Say I creating crate for some standard, let's call it A
and that standard has a couple of versions (1.0, 1.1, 1.3 ...). What I want is to create a crate were:
- users could select the standard version they need,
- I could work and fix bugs on each version in parallel,
- ideally, I would like to have a single code base were version would be specified on the fields, modules or functions using comment or annotations.
Example:
/// since: 1.1
pub struct A {
aa: String, // since 1.1
/// since: 1.2
bb: String,
}
impl A {
pub fn new() -> Self { ... }
#[since: 1.3] // as an example
pub fn from(other: &Self) -> Self { ... }
}
Users could use it as:
[dependencies]
a = "1.2"
or
[dependencies]
a = "1.1"
The idea is I could fix/improve the 1.1
implementation and version number still would stay the same even if here is version 1.2
released.
I never created Rust crate before, but I have a couple of ideas on how versioning could be done:
- have subversion number to each version eg
1.1.2
or1.1-2
were2
is1.1
standard versions implementation version. - to have a separate crate version and allow users to choose the standard version eg:
[dependencies]
a = "0.7"
[dependencies.a]
standard = "1.1"
- other?...
I hope I explain good enough what I want to do.

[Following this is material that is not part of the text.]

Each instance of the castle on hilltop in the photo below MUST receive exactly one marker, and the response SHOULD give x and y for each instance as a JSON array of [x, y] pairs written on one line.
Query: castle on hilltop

The question would be: The ways versioning could be done ideally with the link to the crates doing it (so I could see implementation)?
UPDATE:
After writing this question I find a UUID crate which is doing similar to what I need, But not exactly as each UUID version is as separate standard instead of an update of previous one.
I'm still curious is there any other ways to achieve multi-versioning?